REPUBLIKA.CO.ID, JAKARTA— Dunia Islam dan Kristen pada abad pertengahan sangat kontras. Peradaban Islam pada abad kesembilan dan seterusnya ditunjang kota-kota yang bercorak kosmopolitan. Baghdad sebagai ibu kota Kekhalifahan Abbasiyah dihuni ratusan ribu orang.
Pada saat yang sama, daerah-daerah di Eropa, seperti Paris atau London, memiliki penduduk yang jauh lebih sedikit, yakni kurang dari 20 ribu jiwa.
Paul M Cobb penulis Race for Paradise: An Islamic History of the Crusades mengatakan, Perang Salib tak ubahnya invasi yang dilakukan orang-orang pinggiran terhadap penduduk yang lebih maju dan berkembang.
Maka dari itu, serangan pasukan Salib atas Yerusalem pada 7 Juni 1099 menimbulkan trauma bagi kaum Muslimin. Mereka merasa terkejut, bagaimana mungkin suatu masyarakat yang maju dapat dikalahkan gerombolan yang merangsek tanpa aturan?
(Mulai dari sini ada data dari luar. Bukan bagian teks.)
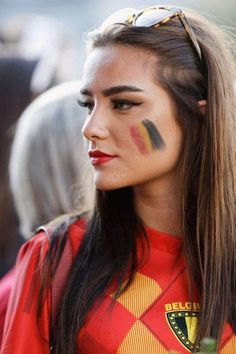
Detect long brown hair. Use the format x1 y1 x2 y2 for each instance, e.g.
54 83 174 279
42 9 236 354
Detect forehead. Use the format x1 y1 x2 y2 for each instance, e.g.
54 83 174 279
83 45 157 89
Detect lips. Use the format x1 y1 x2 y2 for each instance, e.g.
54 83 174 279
89 150 116 165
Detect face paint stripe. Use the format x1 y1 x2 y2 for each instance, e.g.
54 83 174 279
137 123 153 152
142 119 165 149
130 125 148 155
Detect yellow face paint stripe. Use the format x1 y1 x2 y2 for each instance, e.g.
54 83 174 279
137 123 153 152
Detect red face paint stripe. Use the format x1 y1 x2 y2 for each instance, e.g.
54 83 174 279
130 125 148 155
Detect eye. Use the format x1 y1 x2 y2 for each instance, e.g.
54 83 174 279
111 99 142 111
77 99 94 114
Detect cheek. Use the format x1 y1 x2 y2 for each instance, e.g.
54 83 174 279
129 119 165 155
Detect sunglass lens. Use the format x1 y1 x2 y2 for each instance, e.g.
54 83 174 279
134 9 171 27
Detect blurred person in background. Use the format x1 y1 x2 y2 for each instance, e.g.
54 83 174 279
0 81 93 342
0 57 37 278
2 6 236 354
0 14 77 96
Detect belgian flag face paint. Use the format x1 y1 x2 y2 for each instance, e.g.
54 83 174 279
130 119 165 155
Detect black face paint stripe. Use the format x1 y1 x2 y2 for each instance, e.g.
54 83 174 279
142 119 166 149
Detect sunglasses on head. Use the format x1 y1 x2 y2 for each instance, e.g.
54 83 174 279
101 6 202 61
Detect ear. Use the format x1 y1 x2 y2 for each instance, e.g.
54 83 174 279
198 100 207 114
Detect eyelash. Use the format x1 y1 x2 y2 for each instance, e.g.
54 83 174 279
78 99 142 114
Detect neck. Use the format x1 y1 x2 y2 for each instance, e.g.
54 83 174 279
134 177 182 237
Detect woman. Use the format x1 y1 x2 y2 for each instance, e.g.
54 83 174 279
2 7 236 354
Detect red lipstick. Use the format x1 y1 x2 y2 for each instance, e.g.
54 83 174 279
89 150 116 166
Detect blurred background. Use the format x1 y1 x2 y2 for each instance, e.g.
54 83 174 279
0 0 236 79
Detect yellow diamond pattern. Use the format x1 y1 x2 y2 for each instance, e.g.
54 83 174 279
111 273 161 318
117 320 168 354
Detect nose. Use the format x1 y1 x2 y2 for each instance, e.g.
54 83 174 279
82 109 109 141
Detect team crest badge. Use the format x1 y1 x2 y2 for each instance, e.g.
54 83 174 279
166 310 198 351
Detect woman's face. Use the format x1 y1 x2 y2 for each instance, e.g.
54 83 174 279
79 45 182 190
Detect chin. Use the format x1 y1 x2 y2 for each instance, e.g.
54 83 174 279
94 178 128 191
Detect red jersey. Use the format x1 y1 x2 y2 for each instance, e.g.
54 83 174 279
1 222 236 354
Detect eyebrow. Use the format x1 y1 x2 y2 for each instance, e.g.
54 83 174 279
80 85 143 97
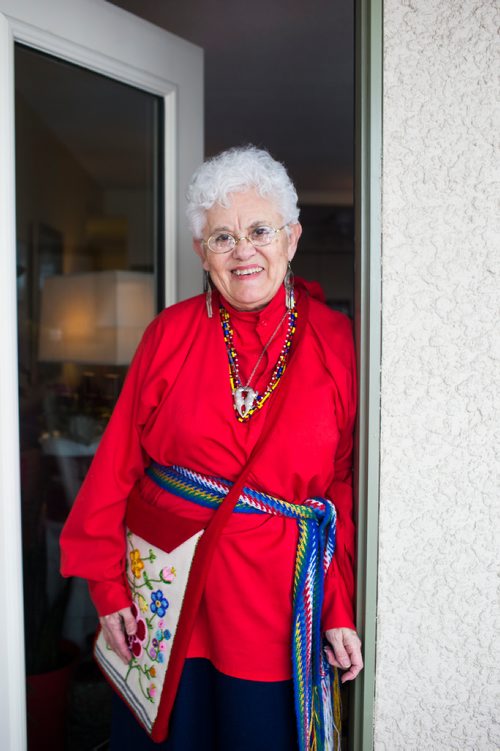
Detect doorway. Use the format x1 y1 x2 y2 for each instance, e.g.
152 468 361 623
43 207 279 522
0 0 203 750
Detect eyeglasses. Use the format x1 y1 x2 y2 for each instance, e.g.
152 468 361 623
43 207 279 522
202 222 288 253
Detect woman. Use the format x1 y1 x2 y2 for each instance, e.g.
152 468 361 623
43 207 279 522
61 146 363 751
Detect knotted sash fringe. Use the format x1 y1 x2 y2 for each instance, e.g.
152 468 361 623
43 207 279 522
146 462 340 751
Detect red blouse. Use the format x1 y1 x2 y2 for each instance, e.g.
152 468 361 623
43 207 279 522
61 288 356 681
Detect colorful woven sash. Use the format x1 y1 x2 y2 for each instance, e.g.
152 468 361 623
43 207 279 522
146 463 340 751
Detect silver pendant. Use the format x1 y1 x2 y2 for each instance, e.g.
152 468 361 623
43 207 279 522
233 386 258 417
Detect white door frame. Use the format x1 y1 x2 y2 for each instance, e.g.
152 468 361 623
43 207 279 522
0 0 203 751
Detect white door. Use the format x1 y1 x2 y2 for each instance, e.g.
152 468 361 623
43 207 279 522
0 0 203 751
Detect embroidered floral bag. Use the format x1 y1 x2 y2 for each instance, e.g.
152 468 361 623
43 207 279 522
94 294 308 742
94 529 203 738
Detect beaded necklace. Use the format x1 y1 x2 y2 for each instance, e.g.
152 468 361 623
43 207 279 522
219 305 297 422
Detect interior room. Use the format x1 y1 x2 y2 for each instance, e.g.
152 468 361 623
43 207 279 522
15 0 354 751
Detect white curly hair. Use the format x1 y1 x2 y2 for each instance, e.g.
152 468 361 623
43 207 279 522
186 145 299 240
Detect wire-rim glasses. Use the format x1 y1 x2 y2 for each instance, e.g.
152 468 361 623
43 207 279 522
202 222 289 253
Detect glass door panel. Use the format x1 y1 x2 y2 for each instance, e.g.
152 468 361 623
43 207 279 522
15 45 163 750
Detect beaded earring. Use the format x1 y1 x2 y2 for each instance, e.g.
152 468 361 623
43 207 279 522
203 271 213 318
283 261 295 310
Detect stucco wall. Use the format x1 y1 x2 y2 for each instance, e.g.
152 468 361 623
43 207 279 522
375 0 500 751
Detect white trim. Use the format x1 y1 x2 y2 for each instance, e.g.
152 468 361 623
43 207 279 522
0 0 203 751
0 14 26 751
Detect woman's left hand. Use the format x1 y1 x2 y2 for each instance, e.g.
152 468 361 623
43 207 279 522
325 628 363 683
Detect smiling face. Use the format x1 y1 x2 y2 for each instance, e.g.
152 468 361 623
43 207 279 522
194 194 302 310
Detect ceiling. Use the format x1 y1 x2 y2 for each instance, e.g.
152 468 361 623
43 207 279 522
107 0 354 204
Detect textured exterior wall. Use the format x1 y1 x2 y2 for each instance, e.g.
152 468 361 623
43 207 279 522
375 0 500 751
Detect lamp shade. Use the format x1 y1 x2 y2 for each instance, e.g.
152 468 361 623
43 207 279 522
38 271 154 365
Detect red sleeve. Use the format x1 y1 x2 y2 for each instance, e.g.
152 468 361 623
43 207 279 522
322 320 356 631
60 324 160 615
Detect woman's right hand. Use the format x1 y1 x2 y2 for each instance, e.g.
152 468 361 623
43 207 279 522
99 608 137 665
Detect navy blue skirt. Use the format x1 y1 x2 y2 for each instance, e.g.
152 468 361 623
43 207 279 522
110 658 298 751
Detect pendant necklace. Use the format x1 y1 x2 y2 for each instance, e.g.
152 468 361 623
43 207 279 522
219 305 297 422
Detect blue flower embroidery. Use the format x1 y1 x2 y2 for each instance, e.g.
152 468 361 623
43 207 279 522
149 589 168 618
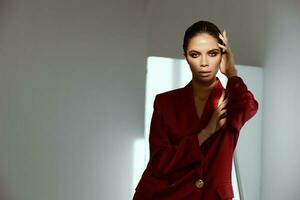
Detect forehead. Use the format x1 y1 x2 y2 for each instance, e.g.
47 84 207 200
187 33 219 51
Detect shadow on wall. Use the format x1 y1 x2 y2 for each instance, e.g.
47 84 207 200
0 0 14 27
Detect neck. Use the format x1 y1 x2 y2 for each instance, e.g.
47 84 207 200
192 78 217 99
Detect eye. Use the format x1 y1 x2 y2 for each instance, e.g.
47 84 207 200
190 53 198 58
208 52 218 57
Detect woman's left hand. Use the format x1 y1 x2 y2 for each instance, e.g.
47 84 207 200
218 30 237 77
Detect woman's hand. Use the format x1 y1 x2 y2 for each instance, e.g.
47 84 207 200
198 91 228 146
218 30 237 77
206 91 228 134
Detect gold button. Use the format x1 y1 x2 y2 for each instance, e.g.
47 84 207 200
195 179 204 188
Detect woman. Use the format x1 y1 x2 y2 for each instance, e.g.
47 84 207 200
133 21 258 200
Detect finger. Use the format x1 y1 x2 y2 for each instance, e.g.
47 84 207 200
219 33 227 45
218 109 227 118
222 29 228 44
218 90 225 107
223 29 228 42
218 43 227 52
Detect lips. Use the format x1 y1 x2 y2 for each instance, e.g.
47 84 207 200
198 72 210 76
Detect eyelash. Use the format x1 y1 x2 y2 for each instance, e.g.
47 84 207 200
191 52 218 58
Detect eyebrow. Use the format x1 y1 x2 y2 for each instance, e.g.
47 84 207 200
189 49 220 53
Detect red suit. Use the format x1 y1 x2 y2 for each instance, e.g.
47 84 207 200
133 76 258 200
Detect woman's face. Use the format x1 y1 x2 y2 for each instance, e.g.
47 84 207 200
184 33 222 83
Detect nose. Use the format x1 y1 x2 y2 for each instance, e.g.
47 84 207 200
200 56 208 67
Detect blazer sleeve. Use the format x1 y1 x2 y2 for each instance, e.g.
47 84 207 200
226 76 258 132
149 95 203 177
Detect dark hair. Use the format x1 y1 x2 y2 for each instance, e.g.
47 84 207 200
183 21 224 54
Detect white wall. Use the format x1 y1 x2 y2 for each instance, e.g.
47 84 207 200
261 0 300 200
0 0 146 200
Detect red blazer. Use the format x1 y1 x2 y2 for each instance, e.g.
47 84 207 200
133 76 258 200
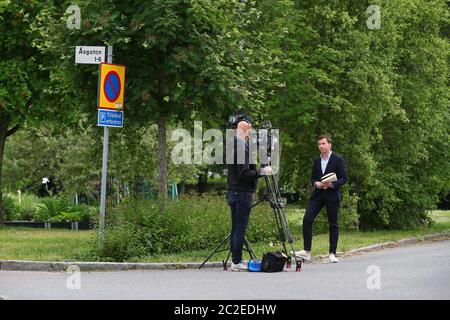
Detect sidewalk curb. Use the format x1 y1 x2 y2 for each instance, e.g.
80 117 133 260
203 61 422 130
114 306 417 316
306 232 450 263
0 232 450 272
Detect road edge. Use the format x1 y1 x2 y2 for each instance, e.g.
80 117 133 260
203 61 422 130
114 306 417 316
0 232 450 272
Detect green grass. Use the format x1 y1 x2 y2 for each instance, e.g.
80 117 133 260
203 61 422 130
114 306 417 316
0 226 94 261
0 209 450 262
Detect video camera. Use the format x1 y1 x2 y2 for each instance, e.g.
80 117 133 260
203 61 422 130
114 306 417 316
228 109 278 166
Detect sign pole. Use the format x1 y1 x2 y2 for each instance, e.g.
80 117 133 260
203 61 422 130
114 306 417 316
99 46 113 246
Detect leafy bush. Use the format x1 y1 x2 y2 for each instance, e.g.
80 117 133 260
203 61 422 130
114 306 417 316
34 194 70 221
3 195 19 221
17 194 42 221
97 196 276 261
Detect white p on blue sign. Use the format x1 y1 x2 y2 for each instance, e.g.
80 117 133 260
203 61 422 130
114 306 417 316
97 109 123 128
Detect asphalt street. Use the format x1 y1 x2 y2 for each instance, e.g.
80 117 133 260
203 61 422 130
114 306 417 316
0 240 450 300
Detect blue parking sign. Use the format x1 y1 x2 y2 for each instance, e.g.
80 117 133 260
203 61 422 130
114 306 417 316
97 109 123 128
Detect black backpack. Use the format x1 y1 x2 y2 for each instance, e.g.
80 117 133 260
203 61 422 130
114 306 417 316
261 251 287 272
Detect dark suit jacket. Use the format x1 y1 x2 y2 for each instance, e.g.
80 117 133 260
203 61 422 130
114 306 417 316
310 152 347 201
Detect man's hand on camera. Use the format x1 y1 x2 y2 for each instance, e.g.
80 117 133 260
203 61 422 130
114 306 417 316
314 181 323 189
259 166 272 176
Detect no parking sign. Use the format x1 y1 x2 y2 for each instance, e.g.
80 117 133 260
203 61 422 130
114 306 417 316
98 63 125 110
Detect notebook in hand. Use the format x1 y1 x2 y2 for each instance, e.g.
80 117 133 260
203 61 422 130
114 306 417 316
320 172 337 183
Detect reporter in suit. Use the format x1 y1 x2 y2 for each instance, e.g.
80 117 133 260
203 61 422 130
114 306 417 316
295 135 347 263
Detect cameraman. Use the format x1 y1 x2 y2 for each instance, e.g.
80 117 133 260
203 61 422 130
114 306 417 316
227 115 272 271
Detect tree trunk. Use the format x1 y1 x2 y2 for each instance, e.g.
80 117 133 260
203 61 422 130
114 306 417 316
0 118 10 225
158 116 167 202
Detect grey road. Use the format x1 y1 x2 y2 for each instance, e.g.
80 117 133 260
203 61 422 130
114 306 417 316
0 241 450 300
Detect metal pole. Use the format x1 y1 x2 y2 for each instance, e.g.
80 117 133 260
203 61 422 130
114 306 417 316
98 46 113 245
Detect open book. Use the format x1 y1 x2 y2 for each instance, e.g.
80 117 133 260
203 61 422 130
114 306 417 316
320 172 337 183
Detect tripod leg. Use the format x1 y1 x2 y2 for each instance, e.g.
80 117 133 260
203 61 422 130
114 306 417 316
199 233 231 269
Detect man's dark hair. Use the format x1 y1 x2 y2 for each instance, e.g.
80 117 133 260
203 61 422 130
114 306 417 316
228 108 253 129
317 134 332 143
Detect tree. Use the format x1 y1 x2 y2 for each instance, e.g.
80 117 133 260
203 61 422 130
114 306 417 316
40 0 264 209
0 0 64 224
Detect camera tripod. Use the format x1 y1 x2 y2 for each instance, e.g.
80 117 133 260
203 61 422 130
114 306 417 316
199 175 302 271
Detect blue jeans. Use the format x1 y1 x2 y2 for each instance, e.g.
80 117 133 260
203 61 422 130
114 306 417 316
228 190 253 264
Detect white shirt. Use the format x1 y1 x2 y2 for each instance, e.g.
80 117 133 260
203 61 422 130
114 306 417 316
320 150 332 174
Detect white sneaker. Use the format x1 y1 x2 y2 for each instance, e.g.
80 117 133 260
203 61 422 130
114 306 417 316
231 262 248 272
328 253 339 263
295 250 311 261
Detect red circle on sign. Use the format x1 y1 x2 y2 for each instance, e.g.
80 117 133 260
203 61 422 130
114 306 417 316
103 71 122 102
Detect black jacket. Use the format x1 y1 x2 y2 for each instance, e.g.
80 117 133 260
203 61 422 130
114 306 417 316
311 152 347 201
227 137 259 192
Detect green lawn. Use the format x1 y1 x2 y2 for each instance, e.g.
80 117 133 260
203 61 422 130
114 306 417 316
0 227 94 261
0 210 450 262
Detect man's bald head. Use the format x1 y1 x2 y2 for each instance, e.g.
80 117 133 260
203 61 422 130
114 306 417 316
236 121 252 140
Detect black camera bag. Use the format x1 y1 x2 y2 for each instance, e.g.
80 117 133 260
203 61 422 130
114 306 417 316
261 251 287 272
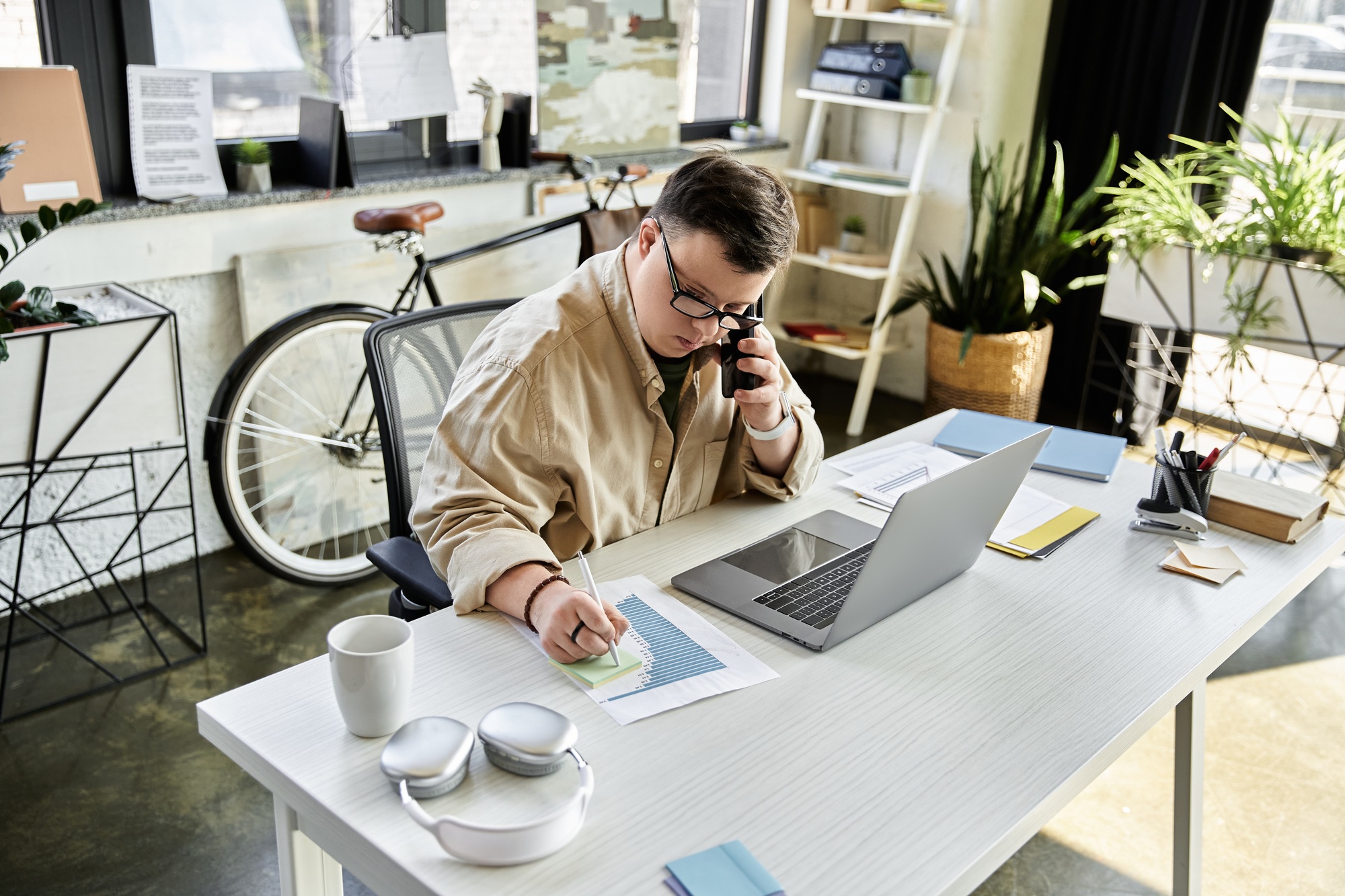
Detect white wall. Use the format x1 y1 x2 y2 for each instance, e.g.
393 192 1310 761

Graham E Fuller, guru besar sejarah dari Simon Fraser University, dalam A World Without Islam mengatakan, orang-orang Kristen yang sampai ke Yerusalem saat itu umumnya adalah orang-orang bodoh serta bingung secara budaya dan geografis.
Tak sedikit dari mereka yang datang dalam keadaan lapar, sehingga terdorong nafsu untuk melakukan kekejaman dalam skala masif di negeri orang. Bahkan, muncul pula kasus kanibalisme. Sejumlah pasukan salib itu tidak hanya membunuh orangorang non-Kristen (termasuk Yahudi dan Kristen ortodoks), melainkan juga memakan bangkai mereka.